Common Habits That Cause Excess Gas

A surprising amount of gas pain comes not from the foods you eat but from air you swallow. This is called aerophagia, and several everyday habits make it worse:

  • Eating too fast or talking while eating, which causes you to gulp air with each bite
  • Chewing gum or sucking on hard candy
  • Drinking through straws, which pulls air into your stomach along with liquid
  • Carbonated drinks, which introduce carbon dioxide directly into your digestive system
  • Smoking

The fixes are straightforward. Chew food slowly and make sure you’ve swallowed one bite before taking the next. Sip from the glass instead of using a straw. Save conversation for after the meal rather than during it. These changes alone can significantly reduce bloating and upper abdominal gas pain.

Dietary Triggers and the Low-FODMAP Approach

If gas pain is a regular problem, the foods causing it likely fall into a group of carbohydrates known as FODMAPs. These are short-chain carbohydrates that your small intestine absorbs poorly, so they travel to the colon where bacteria ferment them, producing gas. The main categories include:

  • Oligosaccharides: found in onions, garlic, beans, lentils, and many wheat products
  • Lactose: the sugar in dairy products like milk, soft cheese, and yogurt
  • Fructose: the sugar in many fruits, honey, and high-fructose corn syrup
  • Sugar alcohols (polyols): artificial sweeteners like sorbitol and mannitol, also found naturally in some fruits

A low-FODMAP diet temporarily eliminates these categories, then reintroduces them one at a time to identify your specific triggers. Most people need at least two weeks on the elimination phase before symptoms improve, though it can take up to six weeks. This isn’t meant to be a permanent diet. The goal is pinpointing which specific carbohydrates cause your symptoms so you only avoid those long-term.

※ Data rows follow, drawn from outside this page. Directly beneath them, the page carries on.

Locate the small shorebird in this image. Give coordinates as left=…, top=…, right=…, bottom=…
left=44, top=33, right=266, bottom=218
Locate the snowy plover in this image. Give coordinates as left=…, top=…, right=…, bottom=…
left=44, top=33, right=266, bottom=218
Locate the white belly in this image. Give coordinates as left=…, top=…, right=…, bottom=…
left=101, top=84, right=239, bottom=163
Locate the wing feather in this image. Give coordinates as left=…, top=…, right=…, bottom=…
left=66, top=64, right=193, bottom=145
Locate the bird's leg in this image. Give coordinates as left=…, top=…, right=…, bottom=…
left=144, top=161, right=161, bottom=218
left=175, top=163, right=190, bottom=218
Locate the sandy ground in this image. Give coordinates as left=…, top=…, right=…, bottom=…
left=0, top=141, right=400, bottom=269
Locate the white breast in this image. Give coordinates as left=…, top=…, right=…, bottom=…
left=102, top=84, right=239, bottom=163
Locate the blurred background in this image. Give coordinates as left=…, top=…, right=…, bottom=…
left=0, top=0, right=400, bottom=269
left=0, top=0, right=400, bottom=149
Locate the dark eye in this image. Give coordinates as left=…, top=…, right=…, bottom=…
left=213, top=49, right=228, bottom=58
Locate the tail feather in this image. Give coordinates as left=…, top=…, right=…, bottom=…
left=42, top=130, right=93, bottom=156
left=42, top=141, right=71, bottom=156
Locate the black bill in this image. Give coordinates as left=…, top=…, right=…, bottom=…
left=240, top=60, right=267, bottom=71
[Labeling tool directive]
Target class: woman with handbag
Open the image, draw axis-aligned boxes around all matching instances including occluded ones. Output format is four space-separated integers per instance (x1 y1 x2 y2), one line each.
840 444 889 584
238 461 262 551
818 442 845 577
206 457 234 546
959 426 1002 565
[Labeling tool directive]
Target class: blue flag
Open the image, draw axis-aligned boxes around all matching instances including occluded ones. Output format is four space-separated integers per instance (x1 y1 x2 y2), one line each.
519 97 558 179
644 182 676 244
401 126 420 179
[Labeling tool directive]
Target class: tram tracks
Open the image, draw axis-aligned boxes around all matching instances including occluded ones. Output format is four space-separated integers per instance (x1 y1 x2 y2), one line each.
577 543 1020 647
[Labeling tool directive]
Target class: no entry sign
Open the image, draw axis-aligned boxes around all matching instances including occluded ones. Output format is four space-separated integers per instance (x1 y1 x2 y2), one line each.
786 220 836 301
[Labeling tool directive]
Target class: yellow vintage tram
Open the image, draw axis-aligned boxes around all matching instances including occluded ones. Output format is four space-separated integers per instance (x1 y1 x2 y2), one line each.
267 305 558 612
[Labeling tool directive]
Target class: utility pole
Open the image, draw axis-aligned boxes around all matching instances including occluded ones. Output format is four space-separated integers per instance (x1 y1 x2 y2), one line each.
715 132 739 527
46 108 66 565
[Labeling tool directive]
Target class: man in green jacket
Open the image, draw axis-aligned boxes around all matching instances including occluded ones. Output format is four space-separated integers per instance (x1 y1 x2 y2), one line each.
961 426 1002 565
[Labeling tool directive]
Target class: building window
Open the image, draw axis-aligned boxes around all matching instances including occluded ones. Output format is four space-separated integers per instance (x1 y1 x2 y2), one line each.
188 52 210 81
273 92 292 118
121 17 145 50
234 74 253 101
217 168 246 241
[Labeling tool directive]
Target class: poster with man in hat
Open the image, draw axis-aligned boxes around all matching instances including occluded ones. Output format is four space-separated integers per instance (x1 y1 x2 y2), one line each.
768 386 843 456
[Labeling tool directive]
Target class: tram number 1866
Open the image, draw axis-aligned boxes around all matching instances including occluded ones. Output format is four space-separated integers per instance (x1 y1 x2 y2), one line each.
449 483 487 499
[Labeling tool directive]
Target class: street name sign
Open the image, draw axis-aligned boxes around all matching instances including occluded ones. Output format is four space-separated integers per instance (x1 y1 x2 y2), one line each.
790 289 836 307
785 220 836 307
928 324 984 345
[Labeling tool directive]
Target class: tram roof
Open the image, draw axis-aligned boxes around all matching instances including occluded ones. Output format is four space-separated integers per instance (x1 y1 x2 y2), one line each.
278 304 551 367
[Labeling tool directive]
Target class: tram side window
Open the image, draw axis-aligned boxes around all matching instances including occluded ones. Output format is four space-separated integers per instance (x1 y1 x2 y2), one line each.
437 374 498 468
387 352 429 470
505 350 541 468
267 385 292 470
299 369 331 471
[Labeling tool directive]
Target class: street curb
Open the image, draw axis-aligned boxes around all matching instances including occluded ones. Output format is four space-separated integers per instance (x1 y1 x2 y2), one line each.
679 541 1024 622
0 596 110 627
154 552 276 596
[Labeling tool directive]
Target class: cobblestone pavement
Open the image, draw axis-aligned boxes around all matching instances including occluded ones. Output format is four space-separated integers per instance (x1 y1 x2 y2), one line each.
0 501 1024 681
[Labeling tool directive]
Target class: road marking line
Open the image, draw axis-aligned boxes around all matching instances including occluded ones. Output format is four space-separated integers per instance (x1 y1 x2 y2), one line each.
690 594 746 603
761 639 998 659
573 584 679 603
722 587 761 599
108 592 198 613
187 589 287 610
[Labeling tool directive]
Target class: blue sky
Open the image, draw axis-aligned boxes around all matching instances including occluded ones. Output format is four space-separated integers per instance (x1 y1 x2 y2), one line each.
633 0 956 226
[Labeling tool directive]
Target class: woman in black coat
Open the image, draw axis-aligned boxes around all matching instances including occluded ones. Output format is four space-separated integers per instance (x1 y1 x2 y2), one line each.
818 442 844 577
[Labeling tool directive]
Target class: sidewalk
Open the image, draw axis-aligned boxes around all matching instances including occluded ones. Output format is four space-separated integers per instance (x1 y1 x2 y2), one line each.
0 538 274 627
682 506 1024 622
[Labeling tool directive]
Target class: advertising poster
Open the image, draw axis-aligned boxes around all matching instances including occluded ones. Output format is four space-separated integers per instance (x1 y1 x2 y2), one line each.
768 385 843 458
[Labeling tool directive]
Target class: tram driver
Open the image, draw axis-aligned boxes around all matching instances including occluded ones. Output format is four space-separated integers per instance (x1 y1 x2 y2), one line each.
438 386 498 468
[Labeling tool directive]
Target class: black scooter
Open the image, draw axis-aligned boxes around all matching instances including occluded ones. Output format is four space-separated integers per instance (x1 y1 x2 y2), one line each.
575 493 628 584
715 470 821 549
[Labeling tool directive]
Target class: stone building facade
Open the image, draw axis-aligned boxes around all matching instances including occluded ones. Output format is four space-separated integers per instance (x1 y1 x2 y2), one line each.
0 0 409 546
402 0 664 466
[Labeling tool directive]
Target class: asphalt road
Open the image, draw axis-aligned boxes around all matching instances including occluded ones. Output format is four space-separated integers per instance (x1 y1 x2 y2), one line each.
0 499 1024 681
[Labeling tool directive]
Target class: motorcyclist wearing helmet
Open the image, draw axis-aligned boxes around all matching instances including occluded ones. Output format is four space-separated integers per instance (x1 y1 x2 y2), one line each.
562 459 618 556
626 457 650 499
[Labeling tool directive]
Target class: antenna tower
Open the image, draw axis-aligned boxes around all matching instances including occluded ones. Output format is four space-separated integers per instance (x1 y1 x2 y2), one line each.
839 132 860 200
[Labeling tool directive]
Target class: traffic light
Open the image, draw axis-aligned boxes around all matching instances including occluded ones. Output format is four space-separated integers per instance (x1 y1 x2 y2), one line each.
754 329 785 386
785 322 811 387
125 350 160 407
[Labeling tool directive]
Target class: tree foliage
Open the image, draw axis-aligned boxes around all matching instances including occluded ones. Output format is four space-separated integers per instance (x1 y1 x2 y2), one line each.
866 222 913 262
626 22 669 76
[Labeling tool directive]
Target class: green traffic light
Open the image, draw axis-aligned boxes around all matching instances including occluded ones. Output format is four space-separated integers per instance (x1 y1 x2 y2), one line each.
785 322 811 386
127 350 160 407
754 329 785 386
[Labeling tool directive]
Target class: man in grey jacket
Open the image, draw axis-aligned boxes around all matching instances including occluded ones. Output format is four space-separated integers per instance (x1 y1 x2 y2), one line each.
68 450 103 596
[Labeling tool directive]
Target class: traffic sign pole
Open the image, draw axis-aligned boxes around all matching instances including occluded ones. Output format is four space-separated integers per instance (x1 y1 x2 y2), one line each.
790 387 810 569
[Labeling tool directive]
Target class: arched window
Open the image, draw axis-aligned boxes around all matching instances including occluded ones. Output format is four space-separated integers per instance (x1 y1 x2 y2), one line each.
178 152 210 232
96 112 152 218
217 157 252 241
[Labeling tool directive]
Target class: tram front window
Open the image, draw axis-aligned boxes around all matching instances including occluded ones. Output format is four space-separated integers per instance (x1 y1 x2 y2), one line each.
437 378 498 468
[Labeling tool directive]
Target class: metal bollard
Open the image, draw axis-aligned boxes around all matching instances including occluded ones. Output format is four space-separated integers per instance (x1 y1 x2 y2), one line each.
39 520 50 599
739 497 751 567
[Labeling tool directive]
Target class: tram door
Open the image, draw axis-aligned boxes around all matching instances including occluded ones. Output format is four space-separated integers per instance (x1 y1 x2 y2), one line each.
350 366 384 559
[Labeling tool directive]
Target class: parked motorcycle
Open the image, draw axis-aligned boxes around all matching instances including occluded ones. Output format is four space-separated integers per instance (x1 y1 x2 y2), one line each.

Some people find that their gas pain comes from just one category. Lactose intolerance, for example, is extremely common and would only require cutting back on dairy or using lactase supplements. Others react primarily to the oligosaccharides in beans and onions. Identifying your pattern saves you from unnecessarily restricting your diet.

When Gas Pain Signals Something Else

Gas pain is almost always harmless, but certain symptoms alongside it point to something more serious. Pay attention if your gas pain comes with fever, nausea and vomiting, unexplained weight loss, bloody or black stool, chronic diarrhea, or yellow, greasy, foul-smelling stool.

Severe abdominal pain that doesn’t clearly connect to eating, or chest pain that could be confused with a heart attack, also warrants prompt medical attention. Gas pain typically comes and goes, shifts locations as gas moves through your intestines, and has an obvious relationship to meals or specific foods. Pain that is constant, localized to one spot, or worsening over hours follows a different pattern and shouldn’t be chalked up to gas without evaluation.